Jherek shook his head.

"I'm worried about you." Sabyna regarded him sternly with those frank, reddish-brown eyes.

Sabyna loves you, young warrior. Glawinn's words spun through Jherek's mind as soft as silk and as unforgiving as steel.

"I worry about you. Perhaps it is time you make your way back to the Sword Coast."

"Do you think I'm some kind of ballast you can just heave overboard?" Sabyna's voice turned icy.

Jherek felt as though his thoughts were winding through mush.

"No, lady," he said. "I worry only about your safety. This is not your fight, and I fear that things are going to get even harder from this point on. Last night has proven that"

"I remember a time when you spoke pretty words to me, and enjoyed my companionship," she told him in a cold voice.

"Lady, I have no hand with pretty words. My skills are with the sea, and with raising the ships that sail on it."

"Then you're telling me I heard wrong?"

Jherek felt as though he was being mercilessly pummeled. "No," he said, "I wouldn't tell you that."

"Then tell me what you feel."

Jherek hung his head. "I can't." He hated the silence that followed.

"Perhaps," Sabyna said in a softer voice, "I did hear wrong. Maybe I was wanting to hear something that wasn't there, nor ever offered."

She reached into the bag of holding at her hip and brought out two books. "I spoke with Glawinn this morning. He asked me to give you these."

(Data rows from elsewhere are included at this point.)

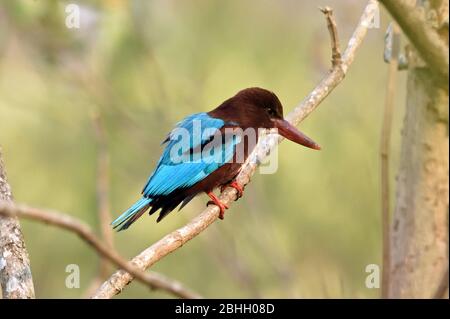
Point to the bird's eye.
(271, 111)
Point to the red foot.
(236, 186)
(216, 201)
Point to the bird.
(200, 156)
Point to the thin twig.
(336, 57)
(425, 39)
(179, 237)
(394, 48)
(153, 280)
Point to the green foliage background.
(307, 231)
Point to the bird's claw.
(216, 201)
(239, 189)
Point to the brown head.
(259, 108)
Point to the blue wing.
(185, 161)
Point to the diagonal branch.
(179, 237)
(103, 208)
(153, 280)
(15, 273)
(427, 41)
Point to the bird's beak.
(290, 132)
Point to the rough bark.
(420, 226)
(15, 273)
(419, 233)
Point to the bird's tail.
(131, 214)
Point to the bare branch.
(394, 47)
(336, 57)
(425, 39)
(103, 208)
(153, 280)
(179, 237)
(15, 273)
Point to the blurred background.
(308, 231)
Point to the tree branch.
(15, 273)
(336, 57)
(179, 237)
(393, 47)
(103, 208)
(432, 49)
(153, 280)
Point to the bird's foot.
(216, 201)
(239, 189)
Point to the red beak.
(290, 132)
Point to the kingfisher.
(206, 151)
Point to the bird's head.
(260, 108)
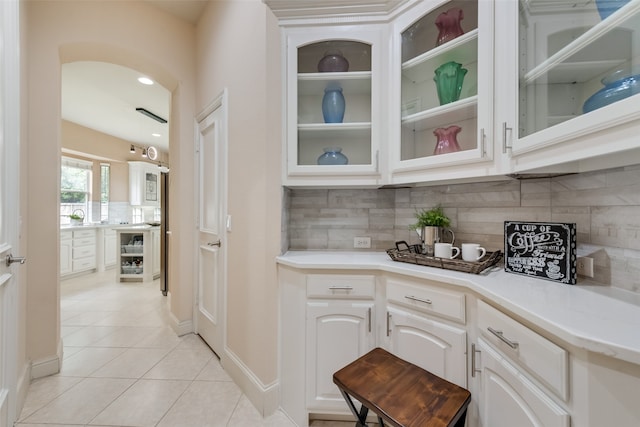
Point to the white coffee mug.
(445, 250)
(472, 251)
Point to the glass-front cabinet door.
(444, 54)
(333, 106)
(571, 79)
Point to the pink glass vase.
(447, 142)
(448, 24)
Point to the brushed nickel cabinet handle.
(513, 344)
(412, 298)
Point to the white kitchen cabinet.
(66, 245)
(135, 253)
(415, 330)
(550, 59)
(416, 151)
(83, 252)
(109, 247)
(340, 328)
(308, 131)
(520, 373)
(144, 184)
(508, 398)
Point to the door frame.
(13, 372)
(219, 102)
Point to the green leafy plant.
(433, 217)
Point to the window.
(75, 188)
(105, 175)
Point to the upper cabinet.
(569, 74)
(144, 184)
(446, 90)
(442, 86)
(333, 109)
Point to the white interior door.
(210, 299)
(9, 206)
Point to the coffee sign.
(544, 250)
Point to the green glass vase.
(449, 78)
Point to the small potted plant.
(77, 217)
(431, 225)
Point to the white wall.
(238, 48)
(133, 34)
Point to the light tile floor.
(124, 366)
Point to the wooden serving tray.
(412, 256)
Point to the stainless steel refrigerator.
(164, 230)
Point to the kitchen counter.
(588, 316)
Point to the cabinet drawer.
(85, 241)
(83, 251)
(546, 361)
(81, 234)
(84, 264)
(427, 299)
(340, 286)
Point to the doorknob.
(10, 259)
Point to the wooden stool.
(400, 393)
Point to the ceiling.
(104, 96)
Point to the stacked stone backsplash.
(605, 205)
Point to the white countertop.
(596, 318)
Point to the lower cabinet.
(508, 398)
(66, 246)
(339, 329)
(523, 376)
(437, 347)
(337, 334)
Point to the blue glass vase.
(333, 105)
(333, 156)
(617, 86)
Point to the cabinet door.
(110, 245)
(329, 68)
(508, 398)
(337, 334)
(443, 88)
(65, 256)
(432, 345)
(569, 78)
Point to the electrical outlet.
(362, 242)
(585, 266)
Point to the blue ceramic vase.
(333, 105)
(617, 86)
(333, 156)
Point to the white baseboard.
(265, 397)
(48, 365)
(181, 328)
(22, 387)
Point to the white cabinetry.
(136, 254)
(561, 51)
(415, 331)
(308, 130)
(467, 118)
(521, 374)
(83, 250)
(340, 319)
(144, 184)
(66, 245)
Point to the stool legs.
(361, 416)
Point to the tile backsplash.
(605, 205)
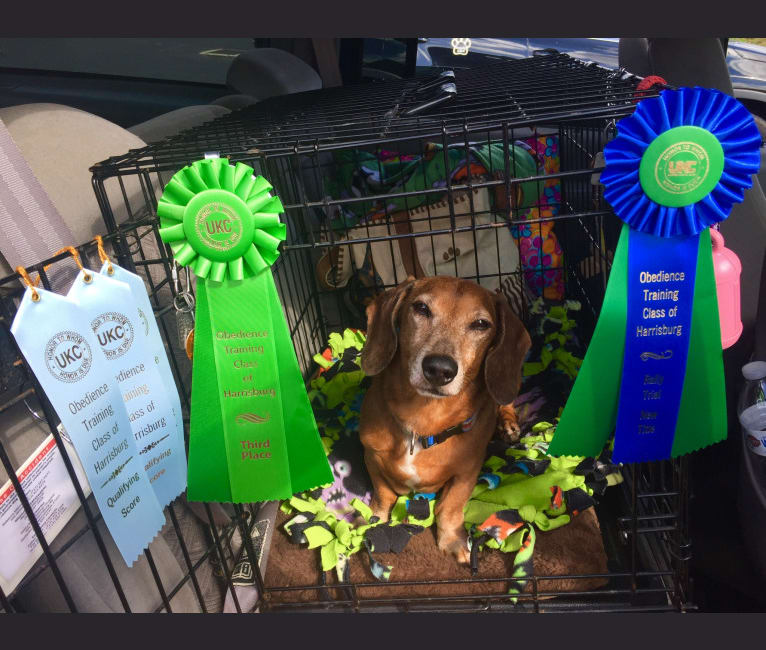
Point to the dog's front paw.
(508, 424)
(456, 544)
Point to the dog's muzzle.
(439, 369)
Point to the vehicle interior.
(69, 103)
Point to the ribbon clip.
(102, 254)
(30, 284)
(86, 276)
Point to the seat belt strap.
(32, 228)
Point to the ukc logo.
(218, 226)
(114, 333)
(682, 168)
(68, 356)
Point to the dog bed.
(574, 549)
(529, 514)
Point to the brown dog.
(445, 353)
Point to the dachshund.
(445, 355)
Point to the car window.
(201, 60)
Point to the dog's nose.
(439, 369)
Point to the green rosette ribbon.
(252, 435)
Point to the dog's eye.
(481, 324)
(421, 308)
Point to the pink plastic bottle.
(727, 269)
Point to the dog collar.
(426, 442)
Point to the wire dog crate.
(358, 224)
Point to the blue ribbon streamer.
(656, 344)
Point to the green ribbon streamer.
(252, 435)
(590, 414)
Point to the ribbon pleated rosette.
(653, 373)
(252, 434)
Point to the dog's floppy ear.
(502, 364)
(382, 337)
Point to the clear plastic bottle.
(752, 407)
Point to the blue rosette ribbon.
(653, 373)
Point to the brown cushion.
(574, 549)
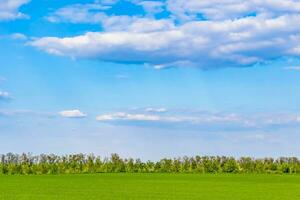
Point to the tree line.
(80, 163)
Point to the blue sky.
(150, 78)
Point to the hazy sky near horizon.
(150, 78)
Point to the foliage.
(80, 163)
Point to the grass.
(151, 186)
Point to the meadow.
(139, 186)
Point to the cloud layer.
(72, 114)
(4, 95)
(204, 120)
(233, 33)
(9, 9)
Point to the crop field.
(151, 186)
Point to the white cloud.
(9, 9)
(230, 9)
(159, 110)
(4, 95)
(206, 119)
(294, 68)
(18, 36)
(206, 44)
(72, 114)
(152, 7)
(79, 13)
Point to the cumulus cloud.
(294, 68)
(206, 44)
(152, 7)
(209, 34)
(9, 9)
(230, 9)
(4, 95)
(159, 110)
(79, 13)
(72, 114)
(206, 119)
(18, 36)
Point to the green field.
(151, 186)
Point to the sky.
(150, 79)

Heart still hurting, Jherek took to the books, meeting her eyes and never even glancing at the titles. Normally books were a fascination to him, a promise of adventure and other lives he could share.

"Has something happened between you two?"

"Please," Jherek said, "I don't wish to speak of it."

"I'm sorry. I didn't mean to intrude. It's just hard watching the two of you have trouble when it's obvious you're so much alike."

"Alike?"

The comparison stunned the young sailor. He saw no way in which he and the paladin were alike.

"You're both proud, strong men. You're brave enough to face your fears, and you're a good friend."

"If I was such a good friend, Glawinn wouldn't be angry with me, and you wouldn't be so uncomfortable around me."